I completely agree with you that it would be insane to require every application to "do DNS". But they can't handle domain name slots in an "internationalized" way, and expect a standard interchange format (with all its restrictions), but take whatever binary data they get (or anyway, not reliably).
1806102150 - Shawn Steele <Shawn.Steele@microsoft.com
Not "crapping out" is simple, the app can make a DNS request and see if something comes back. It hardly matters if it matches all the DNS rules and dots it's i's and crosses it's t's if there no record to back it up. It seems like it should be up to the app to decide if it's worth validating up-front, or allowing the failure to happen rather late.

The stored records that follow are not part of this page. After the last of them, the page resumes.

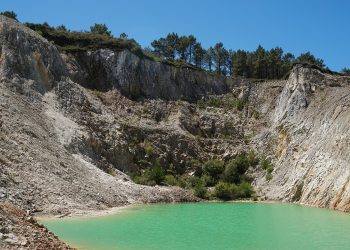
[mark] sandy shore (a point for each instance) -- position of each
(114, 210)
(86, 213)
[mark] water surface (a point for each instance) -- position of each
(208, 226)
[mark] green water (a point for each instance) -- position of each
(208, 226)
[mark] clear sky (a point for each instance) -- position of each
(319, 26)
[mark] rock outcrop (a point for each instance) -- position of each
(311, 135)
(19, 230)
(137, 78)
(73, 125)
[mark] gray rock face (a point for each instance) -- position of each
(57, 132)
(136, 77)
(311, 134)
(38, 63)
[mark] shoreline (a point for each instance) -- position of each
(119, 209)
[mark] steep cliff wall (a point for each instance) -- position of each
(310, 135)
(64, 117)
(135, 77)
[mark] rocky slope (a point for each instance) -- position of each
(20, 231)
(73, 125)
(310, 135)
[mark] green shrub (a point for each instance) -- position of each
(267, 165)
(9, 14)
(148, 149)
(268, 177)
(156, 174)
(244, 190)
(224, 190)
(200, 190)
(252, 158)
(214, 168)
(171, 180)
(236, 168)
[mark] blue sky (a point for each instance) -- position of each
(322, 27)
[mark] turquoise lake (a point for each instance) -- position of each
(208, 226)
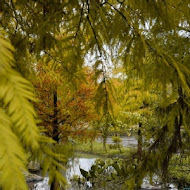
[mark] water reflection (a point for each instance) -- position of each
(73, 168)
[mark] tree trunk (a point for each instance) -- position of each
(104, 143)
(55, 135)
(139, 150)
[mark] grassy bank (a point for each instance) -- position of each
(97, 149)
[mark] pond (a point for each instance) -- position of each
(73, 169)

If the application needs to do validation, then there should be a "CheckValidDomainName" API or something. Applications shouldn't be doing those things themselves. (If they did, then IDNA2003->IDNA2008 would require all apps be touched, not just whatever APIs they call.) Email for example constantly gets complaints about apps inconsistently validating "valid" (but unusual) addresses.
Apps (& even other standards) should NOT be required to know how the bidi rules work and all that. Instead they should point to an SDK to handle that (or standards should point to the standard), instead of rebuilding everything themselves.
1806102200 - Shawn Steele <Shawn.Steele@microsoft.com>
> This is because programmers think they are working with ascii, > and comparison algorithm with ascii is so simple. It is not for > "unicode stuff". It is for U-labels, but not for unicode strings in > general.
Well, yea, people don't handle Unicode very well, which is why it's a good idea to used globalized comparison APIs from whatever OS you're using to compare strings, so you don't have to rebuild it yourselves. (Though you do need to know what flags to use and what APIs to call when :)
If an app needs to compare domain names, they should call the domain name SDK's "CompareNames()" function. Then that can ensure they're in canonical form or whatnot and do the right thing. Of course that requires that someone make such a method for apps to call.
Abstraction is important. Any app that's validating the IDNA2003 bidi rules by themselves now has to change because the bidi rules changed for IDNA2008. Nothing about that app's space changed, only the rules for DNS it depends on.
All I'm trying to get at is that the abstraction is important. People shouldn't embed detailed knowledge in layers where it doesn't belong. Suppose people embed ACE and then "we (the WG/IETF)" decide that we'll allow UTF-8 DNS after all. What happens then? If they just embed Unicode and call "IsValidDomainName()", "CompareDomainName()", "MakeCanonicalDomainName()" or whatever's necessary, then it doesn't matter what happens to IDN in the future, when their library gets updated with any updated behavior, they'll still work.